Painting of a wooden lifeboat being pulled through the dunes towards the sea by several horses. It is accompanied by a large group of sailors in fishing hats.

Archipelagic Imperatives. Shipwreck and Lifesaving in European Societies since 1800

The project aims to investigate the history of a particular moral norm—the imperative of saving lives from shipwreck and nautical distress—and on this basis to contribute to an improved understanding of the history of humanitarianism. On the basis of this investigation, the project also develops novel perspectives on the historical character and cultural situatedness of moral norms in general. Since 1823/24, humanitarian volunteer organizations for saving lives from shipwreck were established in Britain and the Netherlands that set up networks of lifeboat stations with national scope. Local, often transient initiatives had preceded these organizations since the 1760s. Until around 1870 other countries followed suit, in particular in Northern and Western Europe. Within a few decades, a mostly urban-bourgeois milieu succeeded in persuading the mostly rural, often impoverished coastal population to acknowledge the universal validity of an imperative according to which it was obligatory, under almost all circumstances and almost without regard to one’s own existential risk, to attempt the rescue of the shipwrecked. Previously, assistance to the shipwrecked had remained occasional. Neither technological innovations nor economic incentives explain the emergence of the new humanitarian movements. Hence, the analysis of moral culture becomes central.

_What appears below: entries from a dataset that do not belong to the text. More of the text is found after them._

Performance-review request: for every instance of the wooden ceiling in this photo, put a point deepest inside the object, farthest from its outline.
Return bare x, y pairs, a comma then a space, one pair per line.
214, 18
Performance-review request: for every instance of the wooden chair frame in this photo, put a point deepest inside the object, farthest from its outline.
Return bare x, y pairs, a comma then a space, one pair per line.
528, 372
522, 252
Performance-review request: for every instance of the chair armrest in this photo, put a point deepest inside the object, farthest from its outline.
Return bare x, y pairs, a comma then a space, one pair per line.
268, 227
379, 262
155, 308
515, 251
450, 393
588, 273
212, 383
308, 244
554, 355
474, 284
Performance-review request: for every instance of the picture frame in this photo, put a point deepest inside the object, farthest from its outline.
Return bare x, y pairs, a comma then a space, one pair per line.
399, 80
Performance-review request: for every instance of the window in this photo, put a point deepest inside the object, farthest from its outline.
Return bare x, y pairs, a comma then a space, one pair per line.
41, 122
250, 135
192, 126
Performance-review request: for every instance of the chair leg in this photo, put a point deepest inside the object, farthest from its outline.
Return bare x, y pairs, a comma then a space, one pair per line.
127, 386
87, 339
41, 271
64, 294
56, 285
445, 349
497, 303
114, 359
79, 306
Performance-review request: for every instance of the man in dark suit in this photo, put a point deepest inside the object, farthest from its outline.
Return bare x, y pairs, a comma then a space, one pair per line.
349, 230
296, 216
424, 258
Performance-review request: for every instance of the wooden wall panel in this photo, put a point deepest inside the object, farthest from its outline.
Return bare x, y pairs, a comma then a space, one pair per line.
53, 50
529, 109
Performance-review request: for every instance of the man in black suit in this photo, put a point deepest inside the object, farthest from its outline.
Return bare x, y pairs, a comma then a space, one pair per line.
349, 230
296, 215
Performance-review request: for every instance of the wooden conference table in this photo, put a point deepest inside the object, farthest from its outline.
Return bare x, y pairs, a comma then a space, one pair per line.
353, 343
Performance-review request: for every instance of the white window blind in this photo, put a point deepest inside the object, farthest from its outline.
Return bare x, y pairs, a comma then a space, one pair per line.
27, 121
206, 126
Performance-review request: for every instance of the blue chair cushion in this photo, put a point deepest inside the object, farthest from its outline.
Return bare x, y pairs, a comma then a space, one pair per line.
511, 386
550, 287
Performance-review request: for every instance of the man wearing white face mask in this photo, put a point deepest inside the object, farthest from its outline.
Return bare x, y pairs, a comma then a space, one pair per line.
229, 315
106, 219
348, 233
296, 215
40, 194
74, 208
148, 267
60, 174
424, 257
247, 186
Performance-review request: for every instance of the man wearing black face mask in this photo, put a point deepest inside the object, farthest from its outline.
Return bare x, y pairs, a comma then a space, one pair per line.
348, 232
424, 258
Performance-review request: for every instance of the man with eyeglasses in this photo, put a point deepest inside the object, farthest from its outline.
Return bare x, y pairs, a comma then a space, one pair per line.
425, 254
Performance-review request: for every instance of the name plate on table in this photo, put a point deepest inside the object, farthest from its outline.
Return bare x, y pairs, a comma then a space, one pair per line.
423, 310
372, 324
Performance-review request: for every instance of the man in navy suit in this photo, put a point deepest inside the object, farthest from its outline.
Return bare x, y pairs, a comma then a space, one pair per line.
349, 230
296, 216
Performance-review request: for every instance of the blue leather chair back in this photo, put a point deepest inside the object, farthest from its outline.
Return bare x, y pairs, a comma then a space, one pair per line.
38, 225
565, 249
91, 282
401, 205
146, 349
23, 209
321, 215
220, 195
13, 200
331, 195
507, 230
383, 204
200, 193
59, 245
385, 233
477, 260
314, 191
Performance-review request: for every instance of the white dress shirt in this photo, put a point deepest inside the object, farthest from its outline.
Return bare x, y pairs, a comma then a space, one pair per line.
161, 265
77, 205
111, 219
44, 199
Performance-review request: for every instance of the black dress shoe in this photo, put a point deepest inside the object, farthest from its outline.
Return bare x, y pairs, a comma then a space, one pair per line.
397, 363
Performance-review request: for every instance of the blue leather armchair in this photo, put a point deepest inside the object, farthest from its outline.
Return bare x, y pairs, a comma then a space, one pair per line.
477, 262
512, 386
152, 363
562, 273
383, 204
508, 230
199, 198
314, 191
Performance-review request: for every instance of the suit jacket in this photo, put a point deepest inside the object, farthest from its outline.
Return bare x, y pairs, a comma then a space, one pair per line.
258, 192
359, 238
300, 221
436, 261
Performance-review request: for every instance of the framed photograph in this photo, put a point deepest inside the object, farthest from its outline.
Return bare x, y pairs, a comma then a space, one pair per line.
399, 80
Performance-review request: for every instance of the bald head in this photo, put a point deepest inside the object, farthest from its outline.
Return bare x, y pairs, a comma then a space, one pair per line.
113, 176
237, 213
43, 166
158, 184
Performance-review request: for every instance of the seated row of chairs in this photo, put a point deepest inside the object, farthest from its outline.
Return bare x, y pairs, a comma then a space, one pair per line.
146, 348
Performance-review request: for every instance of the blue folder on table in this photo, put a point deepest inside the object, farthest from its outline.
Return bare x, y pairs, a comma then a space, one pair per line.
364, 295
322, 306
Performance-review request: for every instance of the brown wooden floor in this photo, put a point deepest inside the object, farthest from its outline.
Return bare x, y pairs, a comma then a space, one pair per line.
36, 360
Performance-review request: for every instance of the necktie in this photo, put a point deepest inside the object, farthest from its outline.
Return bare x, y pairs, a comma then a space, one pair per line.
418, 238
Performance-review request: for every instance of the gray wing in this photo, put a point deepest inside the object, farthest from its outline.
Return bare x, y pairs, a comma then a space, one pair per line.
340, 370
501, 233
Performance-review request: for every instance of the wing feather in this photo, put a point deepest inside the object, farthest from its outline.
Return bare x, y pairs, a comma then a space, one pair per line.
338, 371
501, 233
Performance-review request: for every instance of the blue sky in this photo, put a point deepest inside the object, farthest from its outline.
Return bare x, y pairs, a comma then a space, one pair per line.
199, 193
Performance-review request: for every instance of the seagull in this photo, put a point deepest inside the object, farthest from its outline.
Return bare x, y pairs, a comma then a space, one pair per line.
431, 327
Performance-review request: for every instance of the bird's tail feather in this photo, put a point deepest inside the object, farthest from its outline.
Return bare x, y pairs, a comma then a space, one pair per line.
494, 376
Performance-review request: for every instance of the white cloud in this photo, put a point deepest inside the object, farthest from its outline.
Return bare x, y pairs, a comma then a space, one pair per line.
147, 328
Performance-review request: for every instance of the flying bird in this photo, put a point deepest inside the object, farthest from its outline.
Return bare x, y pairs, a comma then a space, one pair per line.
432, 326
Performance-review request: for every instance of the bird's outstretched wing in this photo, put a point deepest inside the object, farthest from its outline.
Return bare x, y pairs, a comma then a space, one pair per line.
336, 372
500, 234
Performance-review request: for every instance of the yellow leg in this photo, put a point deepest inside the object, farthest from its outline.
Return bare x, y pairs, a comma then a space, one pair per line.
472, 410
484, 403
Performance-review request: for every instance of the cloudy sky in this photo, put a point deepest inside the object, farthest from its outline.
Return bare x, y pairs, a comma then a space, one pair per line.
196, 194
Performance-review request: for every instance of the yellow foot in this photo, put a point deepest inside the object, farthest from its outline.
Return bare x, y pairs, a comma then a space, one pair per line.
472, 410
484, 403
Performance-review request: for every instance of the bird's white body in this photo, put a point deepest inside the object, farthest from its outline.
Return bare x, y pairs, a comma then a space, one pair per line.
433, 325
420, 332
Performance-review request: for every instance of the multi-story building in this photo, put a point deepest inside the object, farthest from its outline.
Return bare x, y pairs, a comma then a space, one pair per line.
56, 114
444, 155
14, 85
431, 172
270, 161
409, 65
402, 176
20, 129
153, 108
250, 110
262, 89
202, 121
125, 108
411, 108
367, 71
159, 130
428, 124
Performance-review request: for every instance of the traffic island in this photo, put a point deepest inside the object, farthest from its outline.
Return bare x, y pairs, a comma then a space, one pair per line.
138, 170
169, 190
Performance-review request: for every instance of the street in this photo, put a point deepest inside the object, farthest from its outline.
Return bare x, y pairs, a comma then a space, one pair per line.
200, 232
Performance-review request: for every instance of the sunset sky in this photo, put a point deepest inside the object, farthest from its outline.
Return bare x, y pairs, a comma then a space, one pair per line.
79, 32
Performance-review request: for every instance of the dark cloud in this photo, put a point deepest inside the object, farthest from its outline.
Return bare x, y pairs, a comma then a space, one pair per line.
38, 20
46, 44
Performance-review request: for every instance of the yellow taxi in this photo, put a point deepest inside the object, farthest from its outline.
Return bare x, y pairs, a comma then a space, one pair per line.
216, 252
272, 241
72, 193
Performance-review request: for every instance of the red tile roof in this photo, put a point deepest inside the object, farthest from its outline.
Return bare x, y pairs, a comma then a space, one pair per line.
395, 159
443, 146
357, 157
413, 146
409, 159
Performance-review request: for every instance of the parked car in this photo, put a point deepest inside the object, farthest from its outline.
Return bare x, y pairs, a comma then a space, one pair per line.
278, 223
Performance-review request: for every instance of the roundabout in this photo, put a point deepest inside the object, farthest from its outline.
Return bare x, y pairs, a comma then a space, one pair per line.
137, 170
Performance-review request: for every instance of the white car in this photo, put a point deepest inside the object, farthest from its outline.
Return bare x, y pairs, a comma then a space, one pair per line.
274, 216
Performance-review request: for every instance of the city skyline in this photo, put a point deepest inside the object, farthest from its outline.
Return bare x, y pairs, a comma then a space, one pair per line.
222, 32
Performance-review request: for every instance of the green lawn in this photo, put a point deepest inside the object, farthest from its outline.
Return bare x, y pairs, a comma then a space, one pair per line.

The project examines the question of why and how the novel imperative emerged, how it was sustained, and what consequences emanated from it in culture and society. The investigation focuses on:

  1. the ‘moral economy’, the hybrid values embraced by the social movements for saving lives from shipwreck;
  2. the culturally given patterns of discourse and practice around lifesaving and shipwreck;
  3. the work lifeboat movements invested in achieving distinction from other moral and humanitarian ventures; and
  4. discussing the consequences of this historical analysis for positions in moral theory, especially meta-ethics.

The project focuses on the oldest forms of sea rescue movements in Britain, the Netherlands, France and Germany, from the early nineteenth into the mid-twentieth century. The project works with a diverse source base (archival and published documents, image sources) and a combination of methods (hermeneutic textual analysis, discourse analysis, iconography, media history, theoretical argument, intellectual history).
The analysis of this problematic aims more broadly at a theoretical understanding of the manner in which humanitarian moral norms emerge around mere single issues instead of general principles. This understanding will help to explain the lasting incoherence and fragmentation of humanitarianism as it has emerged historically, as well as its distance to quotidian moral discourse.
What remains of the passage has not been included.